Life & Culture

The Story of 2019’s Most Surreal Film, The Amazing Johnathan Documentary

Ben Berman, the director of The Amazing Johnathan Documentary, opens up to Thomas Curry about filming with magician John Edward Szeles for nearly two and a half years

“I did go mad, and not just on camera, tonnes of stuff behind the scenes too, with me just feeling like shit, being confused, not knowing what to do next,” says Ben Berman, when I ask him how he survived filming with magician John Edward Szeles – better known by his stage name The Amazing Johnathan – for nearly two and a half years while working on The Amazing Johnathan Documentary.

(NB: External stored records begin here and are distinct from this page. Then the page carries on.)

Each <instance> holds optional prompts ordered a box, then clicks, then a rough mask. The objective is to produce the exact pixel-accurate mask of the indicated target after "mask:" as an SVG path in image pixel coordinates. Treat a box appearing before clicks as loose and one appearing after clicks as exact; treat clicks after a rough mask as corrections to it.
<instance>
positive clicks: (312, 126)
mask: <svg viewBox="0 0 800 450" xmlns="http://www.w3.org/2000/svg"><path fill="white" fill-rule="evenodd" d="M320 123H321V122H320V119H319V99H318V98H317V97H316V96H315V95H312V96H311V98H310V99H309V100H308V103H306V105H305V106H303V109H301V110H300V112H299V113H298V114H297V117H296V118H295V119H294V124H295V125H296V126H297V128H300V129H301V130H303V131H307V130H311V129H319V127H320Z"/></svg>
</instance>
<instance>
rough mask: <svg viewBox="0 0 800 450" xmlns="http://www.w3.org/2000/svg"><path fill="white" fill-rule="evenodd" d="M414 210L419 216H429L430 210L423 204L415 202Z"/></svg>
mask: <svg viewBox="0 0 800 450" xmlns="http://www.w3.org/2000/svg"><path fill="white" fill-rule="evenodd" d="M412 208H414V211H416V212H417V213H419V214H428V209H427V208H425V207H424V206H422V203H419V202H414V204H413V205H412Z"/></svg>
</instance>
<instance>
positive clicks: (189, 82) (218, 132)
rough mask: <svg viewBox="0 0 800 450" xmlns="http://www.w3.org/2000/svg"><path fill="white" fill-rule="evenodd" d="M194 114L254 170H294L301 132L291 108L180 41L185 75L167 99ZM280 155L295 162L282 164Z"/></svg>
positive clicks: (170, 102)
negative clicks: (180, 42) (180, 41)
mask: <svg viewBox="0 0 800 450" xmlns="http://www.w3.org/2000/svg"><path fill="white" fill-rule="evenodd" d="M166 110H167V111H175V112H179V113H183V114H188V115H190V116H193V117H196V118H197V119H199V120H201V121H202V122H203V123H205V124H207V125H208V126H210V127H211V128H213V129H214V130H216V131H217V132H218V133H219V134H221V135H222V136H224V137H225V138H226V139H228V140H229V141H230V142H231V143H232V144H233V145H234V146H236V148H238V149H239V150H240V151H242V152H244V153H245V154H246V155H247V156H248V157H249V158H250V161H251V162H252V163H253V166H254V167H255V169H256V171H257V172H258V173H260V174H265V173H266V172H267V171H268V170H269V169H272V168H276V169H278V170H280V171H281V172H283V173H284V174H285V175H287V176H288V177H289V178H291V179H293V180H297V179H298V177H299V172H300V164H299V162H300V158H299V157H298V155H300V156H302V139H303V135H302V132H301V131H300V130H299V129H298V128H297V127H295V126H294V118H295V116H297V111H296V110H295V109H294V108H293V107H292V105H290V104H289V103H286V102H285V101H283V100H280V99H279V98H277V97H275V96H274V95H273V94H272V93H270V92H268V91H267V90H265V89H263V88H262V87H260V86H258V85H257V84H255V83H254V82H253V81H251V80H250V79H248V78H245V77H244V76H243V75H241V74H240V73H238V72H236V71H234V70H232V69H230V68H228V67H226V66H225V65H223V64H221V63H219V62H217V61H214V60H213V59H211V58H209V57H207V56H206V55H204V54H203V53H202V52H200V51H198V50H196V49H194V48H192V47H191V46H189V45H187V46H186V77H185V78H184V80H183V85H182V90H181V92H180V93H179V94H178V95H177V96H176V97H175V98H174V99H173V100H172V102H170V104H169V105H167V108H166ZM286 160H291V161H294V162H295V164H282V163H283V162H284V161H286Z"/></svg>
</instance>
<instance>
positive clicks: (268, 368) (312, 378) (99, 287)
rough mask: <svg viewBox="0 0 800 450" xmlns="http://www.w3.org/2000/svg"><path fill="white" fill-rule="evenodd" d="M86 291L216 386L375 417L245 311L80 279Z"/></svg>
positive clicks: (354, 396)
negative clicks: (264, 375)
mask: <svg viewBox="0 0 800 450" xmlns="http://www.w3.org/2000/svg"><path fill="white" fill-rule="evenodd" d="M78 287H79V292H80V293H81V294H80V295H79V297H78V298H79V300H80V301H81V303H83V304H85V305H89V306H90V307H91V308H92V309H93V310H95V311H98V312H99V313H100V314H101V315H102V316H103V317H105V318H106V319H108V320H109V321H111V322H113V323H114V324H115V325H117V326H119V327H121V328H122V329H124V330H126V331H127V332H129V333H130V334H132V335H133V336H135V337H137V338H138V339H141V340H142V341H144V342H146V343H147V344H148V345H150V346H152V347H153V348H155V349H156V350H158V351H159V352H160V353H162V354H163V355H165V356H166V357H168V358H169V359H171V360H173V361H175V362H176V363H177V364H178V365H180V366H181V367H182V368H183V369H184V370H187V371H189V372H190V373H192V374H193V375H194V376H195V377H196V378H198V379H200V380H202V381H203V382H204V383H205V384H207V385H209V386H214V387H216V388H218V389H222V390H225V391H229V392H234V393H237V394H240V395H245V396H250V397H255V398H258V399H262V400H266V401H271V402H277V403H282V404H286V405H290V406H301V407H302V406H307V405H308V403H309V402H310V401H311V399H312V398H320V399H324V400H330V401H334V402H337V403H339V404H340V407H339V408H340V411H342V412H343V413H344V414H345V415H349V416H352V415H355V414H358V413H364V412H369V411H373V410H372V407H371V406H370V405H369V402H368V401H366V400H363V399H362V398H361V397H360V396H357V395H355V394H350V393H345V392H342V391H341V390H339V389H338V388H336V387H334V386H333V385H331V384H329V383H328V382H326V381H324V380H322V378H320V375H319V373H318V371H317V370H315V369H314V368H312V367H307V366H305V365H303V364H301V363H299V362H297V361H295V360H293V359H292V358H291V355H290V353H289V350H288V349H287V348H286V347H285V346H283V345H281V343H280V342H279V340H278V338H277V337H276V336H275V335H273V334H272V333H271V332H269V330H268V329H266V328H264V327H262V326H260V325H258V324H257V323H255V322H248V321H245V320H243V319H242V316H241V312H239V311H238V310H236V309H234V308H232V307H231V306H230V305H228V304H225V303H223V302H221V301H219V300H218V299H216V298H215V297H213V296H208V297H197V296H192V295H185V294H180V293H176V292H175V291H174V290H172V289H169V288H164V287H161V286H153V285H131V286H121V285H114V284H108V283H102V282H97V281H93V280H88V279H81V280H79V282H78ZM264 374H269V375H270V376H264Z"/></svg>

Much like Tim Wardle’s mind-bending Three Identical Strangers, it’s hard to describe The Amazing Johnathan Documentary without accidentally revealing the hidden feints, twists and turns that shape what is, without doubt, the most gloriously original documentary of the year. Captivating, surreal and wickedly dry, what begins as fairly standard documentary fare – establishing shots of Johnathan pottering about his home, archive tape to remind us of his early celebrity, a few famous talking heads sharing amusing anecdotes about their old friend – spirals into a quick-witted and highly meta commentary on the process of documentary-making itself. “This movie is a magic trick,” says Berman. “It’s literally structured like a magic trick. It starts off saying this is what it’s going to be about – even the title creates a preconceived idea of what it’s going to be – but then it ends up becoming something else. It morphs into a documentary about documentary-making and the weird desperate things that a filmmaker might do to come out on top.”

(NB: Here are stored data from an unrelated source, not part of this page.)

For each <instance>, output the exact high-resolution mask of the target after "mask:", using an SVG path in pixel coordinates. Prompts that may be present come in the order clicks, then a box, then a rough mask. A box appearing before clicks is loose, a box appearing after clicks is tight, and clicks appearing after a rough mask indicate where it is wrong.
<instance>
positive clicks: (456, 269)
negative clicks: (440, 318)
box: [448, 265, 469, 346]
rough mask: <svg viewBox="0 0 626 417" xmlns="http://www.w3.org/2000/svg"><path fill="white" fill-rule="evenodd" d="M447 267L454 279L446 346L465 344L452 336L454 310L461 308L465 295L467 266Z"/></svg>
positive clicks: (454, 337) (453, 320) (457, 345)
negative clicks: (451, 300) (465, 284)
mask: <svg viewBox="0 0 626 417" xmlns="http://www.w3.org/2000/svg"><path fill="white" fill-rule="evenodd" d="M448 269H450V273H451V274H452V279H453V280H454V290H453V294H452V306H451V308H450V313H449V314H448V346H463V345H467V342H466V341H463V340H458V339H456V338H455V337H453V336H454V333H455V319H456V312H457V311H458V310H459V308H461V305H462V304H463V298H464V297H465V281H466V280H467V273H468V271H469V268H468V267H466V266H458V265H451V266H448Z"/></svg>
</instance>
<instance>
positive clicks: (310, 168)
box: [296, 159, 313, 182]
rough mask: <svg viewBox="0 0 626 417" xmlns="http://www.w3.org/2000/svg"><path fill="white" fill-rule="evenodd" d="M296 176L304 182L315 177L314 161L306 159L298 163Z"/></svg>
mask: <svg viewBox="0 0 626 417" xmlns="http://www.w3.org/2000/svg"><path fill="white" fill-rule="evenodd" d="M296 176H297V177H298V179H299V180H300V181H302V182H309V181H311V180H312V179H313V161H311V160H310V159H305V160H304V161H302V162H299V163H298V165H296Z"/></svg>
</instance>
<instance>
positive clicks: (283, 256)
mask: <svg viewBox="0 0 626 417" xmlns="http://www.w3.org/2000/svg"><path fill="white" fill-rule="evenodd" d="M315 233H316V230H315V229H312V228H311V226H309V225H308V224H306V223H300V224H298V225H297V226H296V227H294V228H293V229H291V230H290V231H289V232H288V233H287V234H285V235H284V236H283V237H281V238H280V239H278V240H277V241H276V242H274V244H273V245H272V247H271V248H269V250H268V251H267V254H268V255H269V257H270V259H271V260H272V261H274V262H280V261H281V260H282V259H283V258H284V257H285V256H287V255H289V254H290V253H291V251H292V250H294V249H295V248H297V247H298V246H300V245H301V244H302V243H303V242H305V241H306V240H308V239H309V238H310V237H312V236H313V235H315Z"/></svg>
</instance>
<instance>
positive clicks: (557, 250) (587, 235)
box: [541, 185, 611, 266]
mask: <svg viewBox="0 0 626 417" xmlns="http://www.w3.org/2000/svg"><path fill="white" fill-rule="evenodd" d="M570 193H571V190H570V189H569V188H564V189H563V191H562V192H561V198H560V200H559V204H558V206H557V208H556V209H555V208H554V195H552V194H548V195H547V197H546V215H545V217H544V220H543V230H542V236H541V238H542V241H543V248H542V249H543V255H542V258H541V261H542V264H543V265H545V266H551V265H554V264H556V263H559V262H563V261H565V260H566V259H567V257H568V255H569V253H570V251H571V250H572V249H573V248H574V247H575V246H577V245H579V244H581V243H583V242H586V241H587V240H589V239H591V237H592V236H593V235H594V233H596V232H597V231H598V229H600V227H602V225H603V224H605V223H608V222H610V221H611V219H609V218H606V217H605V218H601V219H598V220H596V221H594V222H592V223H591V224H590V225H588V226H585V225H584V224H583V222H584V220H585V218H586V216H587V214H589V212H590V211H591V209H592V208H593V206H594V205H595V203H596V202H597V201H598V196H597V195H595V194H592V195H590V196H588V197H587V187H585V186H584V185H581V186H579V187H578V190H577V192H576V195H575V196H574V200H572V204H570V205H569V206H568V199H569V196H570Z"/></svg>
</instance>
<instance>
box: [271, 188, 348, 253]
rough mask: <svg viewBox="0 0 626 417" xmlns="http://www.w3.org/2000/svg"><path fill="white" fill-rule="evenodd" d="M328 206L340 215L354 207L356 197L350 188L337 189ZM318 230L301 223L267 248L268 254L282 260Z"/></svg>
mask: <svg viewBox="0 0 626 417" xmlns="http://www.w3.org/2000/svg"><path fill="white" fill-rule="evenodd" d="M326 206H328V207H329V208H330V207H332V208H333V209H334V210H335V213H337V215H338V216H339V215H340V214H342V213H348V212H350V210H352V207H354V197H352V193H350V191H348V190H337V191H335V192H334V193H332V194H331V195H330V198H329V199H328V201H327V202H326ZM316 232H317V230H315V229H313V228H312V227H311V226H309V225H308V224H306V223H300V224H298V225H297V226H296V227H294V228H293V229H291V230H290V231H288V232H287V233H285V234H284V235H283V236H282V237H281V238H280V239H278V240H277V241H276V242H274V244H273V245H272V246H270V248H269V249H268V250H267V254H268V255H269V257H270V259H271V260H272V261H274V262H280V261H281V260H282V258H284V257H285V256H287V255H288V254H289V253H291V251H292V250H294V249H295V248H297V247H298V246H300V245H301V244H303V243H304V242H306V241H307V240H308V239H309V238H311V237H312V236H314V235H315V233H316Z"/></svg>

Though not a serious fan in any meaningful way, Berman, like most 13-year-old boys growing up in the 80s and 90s, absorbed the pranks and gimmicks of the self-described ‘Freddy Krueger of Comedy’ almost by osmosis. “Johnathan was everywhere,” says the director. “A lot of TV, a lot of Comedy Central specials.” While working on his own pilot for Comedy Central, Berman overheard stories about the magician’s drug abuse, his newly diagnosed heart disease and his subsequent decision to retire from performing. “That’s when the thought came to me. I remembered him being very funny and weird, now he’s facing mortality, I figured maybe there’s a movie there, maybe there’s something...”

From their first meeting Johnathan lived up to his reputation as a jokester. “We knocked on his door, he came to meet us looking really unwell, he had this walker and he was very, very low energy. He said, ‘Come on in guys...’ then two seconds later he threw the walker aside and said ‘Ah! I’m just fucking with you...’ He was totally fine.” Though he didn’t realise it at the time, that encounter would set the tone for the rest of their relationship. No matter how he tried, throughout filming Berman was constantly second-guessing his subject: “You never know what’s really going on.”

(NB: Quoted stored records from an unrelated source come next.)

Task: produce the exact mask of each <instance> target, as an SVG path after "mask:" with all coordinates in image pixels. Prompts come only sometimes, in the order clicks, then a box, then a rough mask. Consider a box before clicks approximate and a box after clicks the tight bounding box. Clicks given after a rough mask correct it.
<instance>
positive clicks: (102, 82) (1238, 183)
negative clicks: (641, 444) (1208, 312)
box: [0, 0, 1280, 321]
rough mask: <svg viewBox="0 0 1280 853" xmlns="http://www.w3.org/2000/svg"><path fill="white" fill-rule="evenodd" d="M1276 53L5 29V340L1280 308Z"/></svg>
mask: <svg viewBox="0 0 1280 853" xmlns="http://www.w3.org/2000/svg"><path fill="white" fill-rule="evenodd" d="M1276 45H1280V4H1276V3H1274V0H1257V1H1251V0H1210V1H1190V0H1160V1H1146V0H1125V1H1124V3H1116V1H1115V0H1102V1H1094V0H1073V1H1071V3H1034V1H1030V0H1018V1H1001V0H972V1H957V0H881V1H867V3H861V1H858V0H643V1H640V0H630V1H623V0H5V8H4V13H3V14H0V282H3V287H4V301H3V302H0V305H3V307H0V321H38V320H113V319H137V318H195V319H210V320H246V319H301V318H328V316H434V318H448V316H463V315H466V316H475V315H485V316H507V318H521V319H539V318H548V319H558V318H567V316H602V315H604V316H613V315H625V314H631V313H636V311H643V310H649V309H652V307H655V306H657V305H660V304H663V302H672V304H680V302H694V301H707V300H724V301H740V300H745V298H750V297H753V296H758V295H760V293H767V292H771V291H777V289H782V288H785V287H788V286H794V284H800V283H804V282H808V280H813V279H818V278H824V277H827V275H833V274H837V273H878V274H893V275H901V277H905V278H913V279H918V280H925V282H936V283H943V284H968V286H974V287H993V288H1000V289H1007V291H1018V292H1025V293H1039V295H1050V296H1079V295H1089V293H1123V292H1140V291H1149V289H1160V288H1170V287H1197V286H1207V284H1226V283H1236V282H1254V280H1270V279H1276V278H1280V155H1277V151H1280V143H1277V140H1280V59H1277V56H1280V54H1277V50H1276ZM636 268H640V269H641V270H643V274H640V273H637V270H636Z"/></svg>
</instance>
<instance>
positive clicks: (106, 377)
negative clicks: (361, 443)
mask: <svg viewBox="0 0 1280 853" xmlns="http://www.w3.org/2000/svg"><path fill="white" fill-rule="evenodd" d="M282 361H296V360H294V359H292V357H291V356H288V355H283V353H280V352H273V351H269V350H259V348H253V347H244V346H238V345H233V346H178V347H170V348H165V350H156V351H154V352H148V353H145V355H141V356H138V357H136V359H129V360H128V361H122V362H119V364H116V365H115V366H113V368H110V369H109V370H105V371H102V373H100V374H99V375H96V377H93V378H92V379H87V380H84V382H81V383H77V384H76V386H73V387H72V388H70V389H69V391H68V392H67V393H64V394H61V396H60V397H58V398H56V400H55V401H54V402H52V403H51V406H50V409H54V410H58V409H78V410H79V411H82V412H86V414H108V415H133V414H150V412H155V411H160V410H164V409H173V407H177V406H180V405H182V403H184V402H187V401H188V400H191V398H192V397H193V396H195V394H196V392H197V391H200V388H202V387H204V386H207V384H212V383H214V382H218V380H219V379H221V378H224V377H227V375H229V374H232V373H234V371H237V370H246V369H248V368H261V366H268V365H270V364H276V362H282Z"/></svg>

By the time the film reaches its conclusion we begin to realise that the way Berman has decided to tell Johnathan’s story, the decisions he makes about what to reveal and what to keep hidden, are all part of the illusion – it’s a perfect pairing of form and subject. “Johnathan’s magic act deconstructed magic,” says the director. “He messed with the form, he showed the seams of how each trick was done for comedic value. That was his act. It came off as mistakes and flaws and things not going well, but it was all intentional. This movie, the very structure of it, does the same thing, it deconstructs itself to create something new. We show the seams, we show the failures and in doing so, we go deeper. For comedic value at times, but also for deeper truths. This movie couldn’t have been done with another subject.”

While happy with the final result, it was a daunting and high-stakes process – deciding to create a movie which would attempt to mould and bend the form of documentary film-making itself. Berman was particularly hesitant about including elements of autobiography in the story. “My producer was like, ‘Oh! You should put that into the movie...’ And literally I was yelling, ‘No, no one wants to see more of my sob story, we’re not doing that, absolutely not.’” But then, a chance find of some old cassette tapes he’d recorded as a child changed his mind: “There’s no good explanation for why that one tape would end up in this small bag in LA. The moment that I saw the clip where I’m interviewing my dad eight months after my mum died I thought ‘Oh god! Okay, fuck.’” Such details, though perhaps painful to include, lend the film an emotional honesty that’s rare in features which are so entertaining.

Much like the best magic tricks, the ending of The Amazing Johnathan Documentary manages to be both completely mystifying and incredibly satisfying. The final scenes explain myriad mysteries, while also posing new questions to keep us guessing. “We wrap up as many things as possible, but when the credits roll, audiences leave the theatre with so much to talk about. Is it correct or ethical for a documentarian to enter their documentary? When does them entering the movie become manipulative more than truthful? What’s truth and what’s an illusion? Were they all in it together? What’s really going on?” Despite what Berman shows us to the contrary, The Amazing Johnathan Documentary is proof, if proof were needed, that a magician never reveals his tricks.